During a review of the facility's written fire plan titled, "Code Red - Fire Plan", dated 8/16, The purpose indicated the fire plan is designed to provide a guideline for staff to protect patients, staff, and visitors from the effects of fire. "8. Fire Drills a. There will be one fire drill per shift per quarter. The quarterly fire drill will exercise all primary elements of the fire plan. All staff in areas of where patients are housed or treated shall participate in drills to the extent called for in the facility's fire plan. All fire drills are critiqued to identify deficiencies and opportunities for improvement. B. Fire Drill will test staff knowledge of: Use and function of fire alarm system . . . Specific fire response duties."
VIOLATION: FACILITIES, SUPPLIES, EQUIPMENT MAINTENANCE Tag No: A0724
Based on interview and record review, the hospital failed to provide the Rapid Response Team (RRT - an Intensive Care Unit [ICU] Nurse and a Respiratory Therapist [RT] respond to patients with early signs of deterioration on non-intensive care units to prevent respiratory or cardiac arrest) access to the locked OB (Obstetrics) area during a life threatening situation for one sampled patient (Patient 1). This failure caused a delay in Patient 1's resuscitation efforts. Patient 1 died after an emergency Cesarean (a surgical operation for delivering a child by cutting through the wall of the mother's abdomen) section.

Findings:

During an interview on 1/17/20, at 5:33 PM, with RT 1, RT 1 stated she responded to the overheard Rapid Response Team call for Patient 1 on 1/10/20. RT 1 stated the Rapid Response Team members were unable to get through the locked OB triage door (where Patient 1 was) because they did not know the access code to open the door.
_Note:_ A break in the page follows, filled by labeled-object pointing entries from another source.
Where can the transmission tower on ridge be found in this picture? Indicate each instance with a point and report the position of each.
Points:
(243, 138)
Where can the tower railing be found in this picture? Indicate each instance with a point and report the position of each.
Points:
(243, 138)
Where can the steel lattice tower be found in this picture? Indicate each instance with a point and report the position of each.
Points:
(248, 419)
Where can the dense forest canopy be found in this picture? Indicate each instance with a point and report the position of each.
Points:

During an interview on 1/17/20, at 6:39 PM, with Registered Nurse (RN) 6, RN 6 stated she was the ICU nurse who responded to the RRT call for Patient 1. RN 6 stated she was unable gain access to the triage unit and Patient 1 because she did not have the code to open the doors.

During an interview on 1/23/20, at 9:35 AM, with Director of Facilities/Emergency Management (DFEM), DFEM stated "I don't know how" key code changes are communicated to emergency responder staff.